Written by Kylie Walman
Although you may intend to be living a free-wheeling/no-strings attached existence, if you’ve lived with your romantic partner for more than two years you may be spouses under the BC Family Law Act. And that means when you split, you could be on the hook for spousal support and dividing all of your property 50/50.
In 2013, the Family Law Act came into force and the laws for property division that are applied to married couples when they divorce are now also applied to unmarried couples who are found to be spouses. So how do you know if you’re spouses? In the recent decision of Weber v. Leclerc, 2015 BCCA 492, the British Columbia Court of Appeal made clear that the answer depends mostly on the nature or quality of your relationship, not on what either of you say you intended – particularly after-the-fact when you may have a lot to lose admitting that you intended to live as spouses. That was the situation in the Weber case, where Ms. Leclerc said, after-the-fact, that she never intended to be in a spousal relationship with Mr. Weber. The BC Supreme Court and the Court of Appeal rejected her evidence finding that it wasn’t consistent with the other evidence that made clear the couple were in a “marriage-like relationship” (like the fact that they lived together for 11 years, were sexually active and monogamous, raised their separate children together, went on family trips, and had family portraits taken). The Court of Appeal said that the question isn’t whether the couple intends to be bound by the laws applied to married couples; the question is – did the couple enter into the relationship intending to live together for an indeterminate amount of time, like a married couple? If so, they will be spouses.

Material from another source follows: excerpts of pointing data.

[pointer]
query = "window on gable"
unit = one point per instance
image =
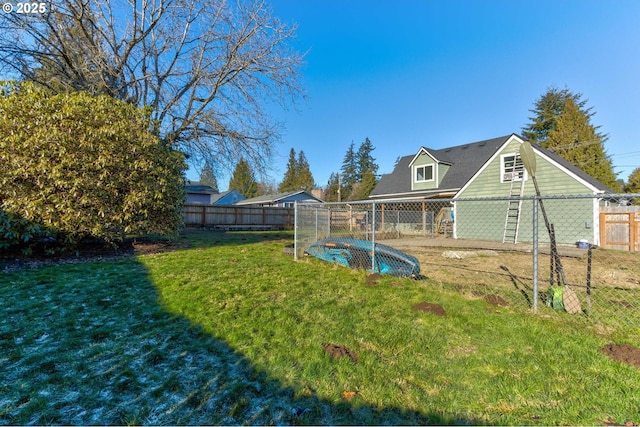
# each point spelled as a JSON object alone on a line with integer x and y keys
{"x": 424, "y": 173}
{"x": 512, "y": 168}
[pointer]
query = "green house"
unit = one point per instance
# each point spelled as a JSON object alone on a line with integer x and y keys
{"x": 492, "y": 170}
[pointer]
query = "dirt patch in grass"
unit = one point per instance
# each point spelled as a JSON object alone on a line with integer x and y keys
{"x": 430, "y": 308}
{"x": 624, "y": 353}
{"x": 496, "y": 300}
{"x": 373, "y": 279}
{"x": 336, "y": 351}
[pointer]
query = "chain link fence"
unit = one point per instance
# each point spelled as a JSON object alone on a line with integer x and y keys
{"x": 553, "y": 255}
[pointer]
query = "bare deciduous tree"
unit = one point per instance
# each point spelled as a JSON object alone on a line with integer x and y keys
{"x": 206, "y": 69}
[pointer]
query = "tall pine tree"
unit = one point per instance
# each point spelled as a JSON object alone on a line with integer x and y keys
{"x": 349, "y": 171}
{"x": 298, "y": 174}
{"x": 332, "y": 191}
{"x": 243, "y": 180}
{"x": 304, "y": 178}
{"x": 633, "y": 185}
{"x": 574, "y": 139}
{"x": 547, "y": 109}
{"x": 366, "y": 162}
{"x": 289, "y": 181}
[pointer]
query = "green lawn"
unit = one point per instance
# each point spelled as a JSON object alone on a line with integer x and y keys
{"x": 231, "y": 331}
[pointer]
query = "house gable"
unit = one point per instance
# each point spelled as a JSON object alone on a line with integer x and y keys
{"x": 553, "y": 174}
{"x": 453, "y": 167}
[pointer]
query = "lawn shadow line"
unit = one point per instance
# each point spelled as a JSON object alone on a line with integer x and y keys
{"x": 96, "y": 345}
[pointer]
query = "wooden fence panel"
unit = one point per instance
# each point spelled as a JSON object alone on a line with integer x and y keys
{"x": 238, "y": 216}
{"x": 620, "y": 228}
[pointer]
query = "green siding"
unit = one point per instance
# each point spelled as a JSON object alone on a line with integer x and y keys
{"x": 573, "y": 219}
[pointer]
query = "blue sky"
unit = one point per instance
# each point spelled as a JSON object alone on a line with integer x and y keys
{"x": 408, "y": 73}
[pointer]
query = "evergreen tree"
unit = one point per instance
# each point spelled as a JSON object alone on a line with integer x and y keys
{"x": 243, "y": 180}
{"x": 304, "y": 178}
{"x": 366, "y": 162}
{"x": 332, "y": 191}
{"x": 547, "y": 109}
{"x": 574, "y": 139}
{"x": 289, "y": 181}
{"x": 208, "y": 177}
{"x": 298, "y": 174}
{"x": 633, "y": 186}
{"x": 361, "y": 190}
{"x": 349, "y": 171}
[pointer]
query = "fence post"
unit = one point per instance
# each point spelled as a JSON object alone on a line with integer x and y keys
{"x": 535, "y": 255}
{"x": 373, "y": 237}
{"x": 295, "y": 230}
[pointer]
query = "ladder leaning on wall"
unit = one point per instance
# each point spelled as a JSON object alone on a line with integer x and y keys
{"x": 514, "y": 205}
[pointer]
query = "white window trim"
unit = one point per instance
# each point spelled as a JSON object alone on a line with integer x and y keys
{"x": 502, "y": 170}
{"x": 433, "y": 173}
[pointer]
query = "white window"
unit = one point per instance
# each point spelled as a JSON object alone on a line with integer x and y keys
{"x": 511, "y": 168}
{"x": 423, "y": 173}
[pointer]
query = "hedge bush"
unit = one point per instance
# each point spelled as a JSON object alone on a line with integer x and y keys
{"x": 86, "y": 165}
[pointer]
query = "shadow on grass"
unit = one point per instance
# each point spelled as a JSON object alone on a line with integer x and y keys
{"x": 202, "y": 237}
{"x": 92, "y": 344}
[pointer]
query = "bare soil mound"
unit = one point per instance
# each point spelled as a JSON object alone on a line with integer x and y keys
{"x": 430, "y": 308}
{"x": 336, "y": 351}
{"x": 373, "y": 279}
{"x": 624, "y": 353}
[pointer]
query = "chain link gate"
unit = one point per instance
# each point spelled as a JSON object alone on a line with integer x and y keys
{"x": 464, "y": 245}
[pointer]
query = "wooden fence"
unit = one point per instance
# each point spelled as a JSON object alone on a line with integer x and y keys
{"x": 620, "y": 228}
{"x": 239, "y": 217}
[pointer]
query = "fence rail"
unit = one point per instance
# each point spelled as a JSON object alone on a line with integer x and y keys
{"x": 597, "y": 244}
{"x": 238, "y": 216}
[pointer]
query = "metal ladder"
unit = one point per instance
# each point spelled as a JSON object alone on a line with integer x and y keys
{"x": 514, "y": 208}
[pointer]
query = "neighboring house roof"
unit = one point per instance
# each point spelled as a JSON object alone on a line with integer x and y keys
{"x": 280, "y": 198}
{"x": 199, "y": 188}
{"x": 229, "y": 197}
{"x": 465, "y": 162}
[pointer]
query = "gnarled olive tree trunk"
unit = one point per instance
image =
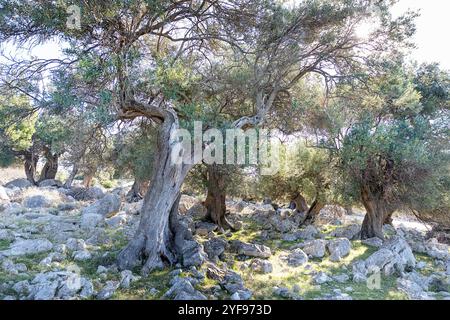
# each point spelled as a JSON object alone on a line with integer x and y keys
{"x": 300, "y": 202}
{"x": 215, "y": 199}
{"x": 314, "y": 210}
{"x": 73, "y": 173}
{"x": 157, "y": 242}
{"x": 137, "y": 190}
{"x": 376, "y": 213}
{"x": 30, "y": 165}
{"x": 50, "y": 168}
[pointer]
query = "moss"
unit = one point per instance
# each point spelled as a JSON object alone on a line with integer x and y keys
{"x": 140, "y": 290}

Of course the question then is – what is living “like a married couple”? That’s where things can become more difficult to pin down. There is no checklist you can tick off to see if your relationship would be considered spousal – and rightfully so. All relationships, married or not, are different and there are infinite variations of relationships that could be considered spousal. For example, some couples maintain a sexual relationship, while others don’t; some couples mingle their finances while others keep their money and property separate; some couples holiday separately; some couples enjoy public displays of affection, while others are very private, etc. So if this feels like laws foisted on unmarried couples, without them specifically choosing that, as the Court of Appeal pointed out, unmarried couples can choose not to have those laws apply to their relationship – by entering into a legally binding contract, or cohabitation agreement – “opting out” of certain parts of the Family Law Act. So, if you’re approaching that two year mark living with your significant other, it may be time for a conversation and a trip to your family law lawyer.
Ms. Leclerc has since brought an application for leave to appeal the case to the Supreme Court of Canada. A decision from the Supreme Court of Canada as to whether they will hear the case is expected to take anywhere from two to four months.